À sa première compétition, dans un cénote de Chichén Itzá, au Mexique, elle s’est sentie nerveuse comme jamais. « Il a fallu que j’apprenne à compétitionner. Ma recette pour que ça se passe bien, c’est de voir ça comme un cirque. Dans le fond, c’est un show. Le public est content de nous voir réussir et je suis là parce que j’aime ça. »

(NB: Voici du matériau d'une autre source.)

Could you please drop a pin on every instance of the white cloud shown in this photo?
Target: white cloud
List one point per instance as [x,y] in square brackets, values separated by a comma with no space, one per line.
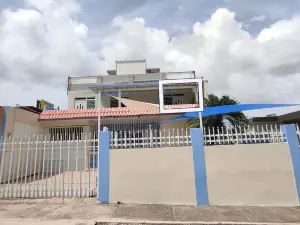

Elle a plongé dans d’autres lieux cultes ou singuliers, comme le célèbre pont de Mostar, en Bosnie-Herzégovine, et les falaises de Polignano a Mare, en Italie, où les compétiteurs s’élancent de la terrasse d’un particulier devant des dizaines de milliers de spectateurs.

Mondiaux

D’abord formée par César Henderson au Stade olympique, elle s’entraîne désormais sur les plateformes du club CAMO au complexe sportif Claude-Robillard, avec le coach Stéphane Lapointe. Sa préparation physique a lieu à l’Institut national du sport du Québec. « Je suis convaincue que je suis celle qui s’entraîne le plus sur le circuit. »

Comme le plongeon de haut vol n’est pas une discipline olympique, Lysanne Richard ne reçoit cependant pas de financement de Sport Canada. Sans commanditaires personnels, comme toutes ses collègues féminines, les bourses de compétition ne suffisent pas à boucler son budget. « Ce n’est pas encore très payant, pas autant que les autres sports Red Bull », déplore-t-elle.

À 35 ans, Lysanne Richard se voit plonger encore longtemps. Au moins jusqu’à 42 ans, l’âge actuel de sa rivale et amie, l’Américaine Ginger Huber, qui n’a pas encore fini. « Ce qui m’intéresse actuellement dans la vie, c’est le dépassement, repousser mes limites, toujours faire mieux. »

Cinquième aux derniers Championnats du monde de Kazan, en Russie, elle ne vise donc « rien de moins que le podium », sinon une victoire, aux prochains Mondiaux qui seront présentés en plein centre-ville de Budapest l’été prochain.